Volai a New York in prima classe e presi una suite al Palace Hotel. Il direttore era un mio amico e mi aveva riservato una suite gigantesca. Il culmine della mia settimana a New York fu l’incontro con un gestore di fondi speculativi che voleva che io e un altro mio amico investitore aiutassimo un’azienda da lui fondata nella Silicon Valley.
Ci incontrammo al Le Cirque, un ristorante di lusso che all’epoca si trovava nel Palace Hotel. Bevemmo Bellini e Bohemian Sidecar. L’incontro era una pura formalità, eravamo già d’accordo che il gestore di fondi ci avrebbe ceduto il 50 % dell’azienda e noi l’avremmo aiutato a raccogliere altri investimenti e gli avremmo offerto consulenza strategica. Ne discutemmo brevemente e poi parlammo del mio desiderio di adottare la strategia collar per le mie azioni più redditizie, quelle di Neoforma. Dopo esserci accordati sui termini, il gestore di fondi mi diede alcuni moduli da compilare.
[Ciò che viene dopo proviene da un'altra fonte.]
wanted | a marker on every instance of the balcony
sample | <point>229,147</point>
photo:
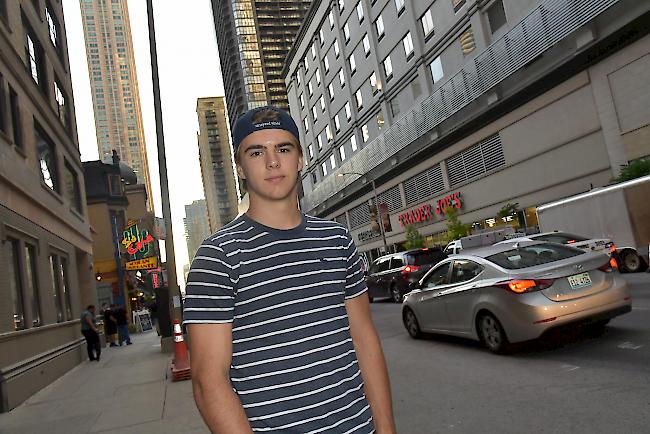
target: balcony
<point>543,27</point>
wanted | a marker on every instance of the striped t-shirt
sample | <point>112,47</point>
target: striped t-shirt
<point>294,367</point>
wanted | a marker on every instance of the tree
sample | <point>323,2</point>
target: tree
<point>413,238</point>
<point>508,209</point>
<point>455,229</point>
<point>634,169</point>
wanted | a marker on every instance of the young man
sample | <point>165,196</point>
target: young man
<point>279,320</point>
Il mio amico, che aveva continuato a bere in silenzio, a un tratto sbottò: «Vogliamo il 60 per cento».
Evidentemente i Bellini gli avevano aperto gli occhi sulle nostre capacità e la nostra importanza, e aveva deciso che dovevamo possedere la quota di maggioranza dell’azienda.
«Di che parli? Ci siamo accordati per il 50 per cento venti minuti fa» disse il gestore di fondi.
«Se vuoi la nostra consulenza, ci darai il 60 o non se ne fa niente.» L’alcol aveva reso il mio amico avido e illogico. Cercava di approfittarsi della situazione, e non capivo perché. Mi sarei accontentato del 30 per cento, e gliel’avevo detto qualche ora prima.
«Siamo d’accordo per il 50.»
«Se non cedi diventerà il 75. O forse ti taglieremo fuori completamente.» Ormai gridava, e gli altri clienti si giravano a guardarci innervositi.
«Sei uno stronzo» disse il gestore di fondi.
Scoppiò il pandemonio. I due scattarono su dalle sedie e io mi misi in mezzo prima che arrivassero alle mani. Una rissa è un evento insolito al Le Cirque, ed ero in profondo imbarazzo.
Ce ne andammo, il giorno dopo presi un aereo per tornare, infuriato con il mio amico e preoccupato perché non riuscivo a mettermi in contatto telefonico con il gestore di fondi per scusarmi. Continuavo a chiamare, ma la sua segretaria mi ripeteva che non era in ufficio e mi chiedeva di lasciargli un messaggio. Era evidente che mi evitava.